Miguel del Castillo (born 1987) is a Brazilian writer.

==Biography==
Miguel del Castillo was born in Rio de Janeiro in 1987 to an Uruguayan father and a Brazilian mother. He studied architecture at PUC-Rio, where he was also editor of the journal Noz. In 2010 he moved to São Paulo, where he worked for the Cosac Naify publishing house.

He is the author of the short story book Restinga (2015) and the novel Cancún (2019, finalist for the São Paulo Literature Prize), both published by Companhia das Letras. The film rights for Cancún were sold to director Carolina Jabor.

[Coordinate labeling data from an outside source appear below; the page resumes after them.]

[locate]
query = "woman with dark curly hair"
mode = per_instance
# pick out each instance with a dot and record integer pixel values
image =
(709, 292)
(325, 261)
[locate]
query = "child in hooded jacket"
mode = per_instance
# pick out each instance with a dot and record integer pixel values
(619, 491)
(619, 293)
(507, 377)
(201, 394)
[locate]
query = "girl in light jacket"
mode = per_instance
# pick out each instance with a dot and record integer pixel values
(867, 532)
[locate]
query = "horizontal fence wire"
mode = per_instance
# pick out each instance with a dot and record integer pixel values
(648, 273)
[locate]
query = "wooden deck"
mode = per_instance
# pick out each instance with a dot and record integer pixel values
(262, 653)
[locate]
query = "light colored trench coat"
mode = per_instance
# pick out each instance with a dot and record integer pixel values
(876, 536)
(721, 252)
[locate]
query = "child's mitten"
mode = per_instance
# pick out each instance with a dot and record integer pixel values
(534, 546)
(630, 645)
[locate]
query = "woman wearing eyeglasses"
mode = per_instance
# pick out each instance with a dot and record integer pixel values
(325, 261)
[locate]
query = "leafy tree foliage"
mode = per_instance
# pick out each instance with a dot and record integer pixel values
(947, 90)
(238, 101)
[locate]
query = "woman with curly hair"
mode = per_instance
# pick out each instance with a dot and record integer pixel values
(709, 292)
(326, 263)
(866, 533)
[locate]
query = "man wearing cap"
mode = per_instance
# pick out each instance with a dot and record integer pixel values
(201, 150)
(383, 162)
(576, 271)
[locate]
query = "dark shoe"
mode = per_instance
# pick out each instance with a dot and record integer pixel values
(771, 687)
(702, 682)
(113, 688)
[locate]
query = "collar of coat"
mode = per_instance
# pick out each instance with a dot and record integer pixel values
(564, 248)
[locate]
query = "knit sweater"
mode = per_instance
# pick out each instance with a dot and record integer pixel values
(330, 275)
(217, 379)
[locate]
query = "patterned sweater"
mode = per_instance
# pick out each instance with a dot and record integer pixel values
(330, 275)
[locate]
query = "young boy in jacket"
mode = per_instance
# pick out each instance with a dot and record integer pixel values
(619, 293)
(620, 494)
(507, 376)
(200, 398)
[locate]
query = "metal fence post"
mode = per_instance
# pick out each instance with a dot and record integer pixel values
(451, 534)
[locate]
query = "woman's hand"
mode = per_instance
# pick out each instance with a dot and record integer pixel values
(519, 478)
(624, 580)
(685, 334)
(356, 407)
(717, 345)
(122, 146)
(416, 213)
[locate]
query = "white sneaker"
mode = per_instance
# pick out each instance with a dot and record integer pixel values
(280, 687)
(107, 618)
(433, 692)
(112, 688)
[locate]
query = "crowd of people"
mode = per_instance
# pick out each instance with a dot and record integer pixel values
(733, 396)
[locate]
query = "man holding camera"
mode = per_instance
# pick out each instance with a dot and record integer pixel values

As a translator, he translated several books from Spanish into Portuguese, by authors such as Juan Carlos Onetti, Alejandro Zambra and Julián Herbert.

He was chosen as one of the best young Brazilian writers by Granta magazine in 2011/12, and his short story Violeta was included in the resulting anthology. In 2018 he was writer-in-residence at Fondation Jan Michalski in Switzerland. He has acted as curator of the Photography Library of Moreira Salles Institute.

A postgraduate student in at the Department of Literary Theory and Comparative Literature at USP, he has researched the life and work of Uruguayan writer Felisberto Hernández.